If you entered The University of Texas-Pan American quad Saturday, March 3 you may have thought you entered a time machine gone berserk.
There, under a simple tent in period dress, was a Civil War soldier alongside one from World War II. Nearby was a pioneer from the 1840s whittling a walking staff talking to a Native American warrior from the United States Indian wars. The group, The Wild Horse Desert Historical Brigade, and their display was among a number of attractions during Community Day of FESTIBA (Festival of International Books and Arts) held March 1-3 at the University.
Wade Marcum, a history teacher at Memorial Middle School in Harlingen, said the Wild Horse Desert Historical Brigade - a cadre of living historians from Brownsville to Rio Grande City - first got together approximately five years ago with a common interest in black powder shootings. More recently their activities have expanded to historical displays and reenactments, school demonstrations, and volunteering at such places as the Palo Alto Battlefield, a national historic site located between Los Fresnos and Brownsville.

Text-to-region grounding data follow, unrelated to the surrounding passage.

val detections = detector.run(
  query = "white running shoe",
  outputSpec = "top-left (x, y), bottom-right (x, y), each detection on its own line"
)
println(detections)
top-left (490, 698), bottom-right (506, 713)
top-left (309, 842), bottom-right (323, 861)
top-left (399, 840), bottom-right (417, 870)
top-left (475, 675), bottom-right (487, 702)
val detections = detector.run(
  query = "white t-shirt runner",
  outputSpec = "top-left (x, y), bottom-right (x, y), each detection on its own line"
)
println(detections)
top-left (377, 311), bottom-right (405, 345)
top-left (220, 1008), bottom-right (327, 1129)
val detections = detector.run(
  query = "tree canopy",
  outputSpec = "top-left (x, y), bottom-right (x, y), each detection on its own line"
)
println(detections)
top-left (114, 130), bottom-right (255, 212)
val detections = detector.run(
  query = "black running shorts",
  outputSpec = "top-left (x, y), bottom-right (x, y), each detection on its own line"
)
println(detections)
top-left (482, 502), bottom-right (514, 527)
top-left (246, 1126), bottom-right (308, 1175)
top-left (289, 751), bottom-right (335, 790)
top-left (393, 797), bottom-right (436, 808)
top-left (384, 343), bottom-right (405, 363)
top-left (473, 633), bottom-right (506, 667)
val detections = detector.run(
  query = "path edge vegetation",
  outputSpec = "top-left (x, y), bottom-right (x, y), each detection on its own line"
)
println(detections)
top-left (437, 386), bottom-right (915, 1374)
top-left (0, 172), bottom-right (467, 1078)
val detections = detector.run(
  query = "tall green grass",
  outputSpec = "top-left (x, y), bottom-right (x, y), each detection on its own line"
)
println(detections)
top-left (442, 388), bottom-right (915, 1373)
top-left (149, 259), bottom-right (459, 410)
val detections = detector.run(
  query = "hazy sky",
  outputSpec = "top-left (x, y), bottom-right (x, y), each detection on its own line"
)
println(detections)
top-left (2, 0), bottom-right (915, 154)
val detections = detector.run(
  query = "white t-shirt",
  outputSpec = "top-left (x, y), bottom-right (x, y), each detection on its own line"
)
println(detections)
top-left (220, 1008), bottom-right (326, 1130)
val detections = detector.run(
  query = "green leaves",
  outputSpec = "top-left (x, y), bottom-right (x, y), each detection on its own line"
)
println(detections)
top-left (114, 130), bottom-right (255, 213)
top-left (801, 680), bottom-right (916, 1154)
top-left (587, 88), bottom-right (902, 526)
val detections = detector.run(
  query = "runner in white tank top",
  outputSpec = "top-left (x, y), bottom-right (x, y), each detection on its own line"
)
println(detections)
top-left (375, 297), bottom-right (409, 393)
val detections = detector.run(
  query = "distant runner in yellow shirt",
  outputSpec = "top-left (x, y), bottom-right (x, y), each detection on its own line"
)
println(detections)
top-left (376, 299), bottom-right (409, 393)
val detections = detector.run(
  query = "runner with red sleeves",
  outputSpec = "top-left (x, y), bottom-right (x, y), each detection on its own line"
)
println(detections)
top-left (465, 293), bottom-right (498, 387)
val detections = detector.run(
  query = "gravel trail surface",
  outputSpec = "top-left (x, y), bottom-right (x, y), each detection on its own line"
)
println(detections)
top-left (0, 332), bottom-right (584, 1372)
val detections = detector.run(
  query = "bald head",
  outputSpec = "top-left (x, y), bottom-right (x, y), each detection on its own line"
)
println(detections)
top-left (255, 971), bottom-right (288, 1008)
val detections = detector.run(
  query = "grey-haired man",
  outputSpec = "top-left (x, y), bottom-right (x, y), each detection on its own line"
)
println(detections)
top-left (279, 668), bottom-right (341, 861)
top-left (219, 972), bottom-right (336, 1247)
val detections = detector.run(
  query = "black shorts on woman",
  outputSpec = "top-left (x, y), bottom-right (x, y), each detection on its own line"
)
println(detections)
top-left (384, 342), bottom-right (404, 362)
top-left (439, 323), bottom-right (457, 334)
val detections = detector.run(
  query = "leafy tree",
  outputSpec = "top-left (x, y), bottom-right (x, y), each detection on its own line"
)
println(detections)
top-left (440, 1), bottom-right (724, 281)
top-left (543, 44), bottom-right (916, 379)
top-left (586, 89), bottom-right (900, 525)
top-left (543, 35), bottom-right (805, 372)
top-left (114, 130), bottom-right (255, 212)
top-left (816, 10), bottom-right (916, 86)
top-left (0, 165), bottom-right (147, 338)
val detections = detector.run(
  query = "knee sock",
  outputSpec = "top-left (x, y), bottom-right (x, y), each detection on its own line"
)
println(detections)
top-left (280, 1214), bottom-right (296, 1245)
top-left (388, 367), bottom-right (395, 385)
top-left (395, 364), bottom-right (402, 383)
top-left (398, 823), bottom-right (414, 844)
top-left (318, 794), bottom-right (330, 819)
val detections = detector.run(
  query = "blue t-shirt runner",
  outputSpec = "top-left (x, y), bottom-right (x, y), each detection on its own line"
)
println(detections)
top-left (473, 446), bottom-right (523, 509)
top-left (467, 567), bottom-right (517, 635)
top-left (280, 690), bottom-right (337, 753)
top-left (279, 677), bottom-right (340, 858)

Their FESTIBA exhibit included a wide array of historical weapons, uniforms, tools and utensils and other items from many eras including the French and Indian War (1753-1763), American Revolution (1775-1783), fur trade era (1820s-1840s), Mexican-American War (1846-1848), Civil War (1861-1865), Indian Wars (1870s-1880s), and World War II (1941-1945). The group's members, many of them teachers, share a common interest in history and the desire to enlighten more people about it, particularly Valley history.
"A lot of people are not aware of the rich history we have down here. Hopefully they can come and see not only American history but Valley history," Marcum said.
As he explained all the elements of a reproduction Revolutionary War military coat while a spectator was holding it, Marcum said his group encourages students to ask questions and touch the items in their exhibit.
"We let students pick up the muskets, for example, to see how heavy those things are. It is so much more interesting for them to touch the stuff and feel it. It brings it to life more than just reading about it in a book," he said.
FESTIBA Community Day also offered the public an opportunity to mingle with some of the state's most prolific authors in children and young adult literature - Lila Guzmán, Rene Saldaña, and David Rice - who were brought to campus thanks to the Texas Book Festival Author! Author! Program.
During the three-day FESTIBA the three writers also visited with local schools and read from their works and participated in question and answer sessions with the students.
For Guzmán, the campus visits were the highlight of her trip along with the FESTIBA Community Day where she met with several fans and autographed two of her books - "Lorenzo and the Turncoat" and "Kichi in Jungle Jeopardy."
"The kids have been just wonderful. It is so much fun to do these author visits because the (kids) ask me questions and really keep me on my toes," Guzmán said.
During the school visits, Guzmán said the Texas Book Festival donated copies of her books to the campus libraries.
Guzmán, a Kentucky native, said she has been an author of children's literature since 1997. She and her husband Rick, collaborate on the action-adventure "Lorenzo" series, which focuses on the Spanish contribution to the American Revolution through the story of a young man named Lorenzo Bannister. The series currently features three books - "Lorenzo's Secret Mission," "Lorenzo's Revolutionary Quest," and "Lorenzo and the Turncoat." Their next book in the series "Lorenzo and the Pirate" is scheduled for release in 2008.
In addition, Guzmán has also written "Kichi in Jungle Jeopardy," a story for elementary-aged children about a talking blue Chihuahua, which was inspired by her own dog Lucy. Guzmán said she considers the story of the blue dog a "fun book."
Terrie Garcia of Harlingen brought her two young children, Sabine and Matthew to FESTIBA because she thought the event would be a fun way to encourage literacy.
"I really like to emphasize the importance of reading and writing to my children," Garcia said. "I thought bringing them to an international books and arts festival would be a great way to do that."
Matthew, a fourth grader at Bonham Elementary School in Harlingen, got a chance to talk to Guzmán and had her autograph some books.
"I thought it was pretty cool. I had never met an author before," Matthew said. "She was very nice and talked a lot about her book."
He said he learned something unique about one of Guzman's books - "Kichi in Jungle Jeopardy" - that he would have never known if he hadn't met her.
"Every character is based on a famous person," he said.
Guzman said reading can be a life changing experience for children and adults, and through her writing she hopes to motivate and teach children.
"When I write books I want them to be inspirational. I want the kids to enjoy reading them, but I want them to also walk away with some sort of message, and the second thing is that we want them to learn the history," she said.
The 2007 FESTIBA Community Day ended with an evening performance of the musical "Once Upon a Mattress," by the University Theatre and a concert featuring students in the UTPA dance program.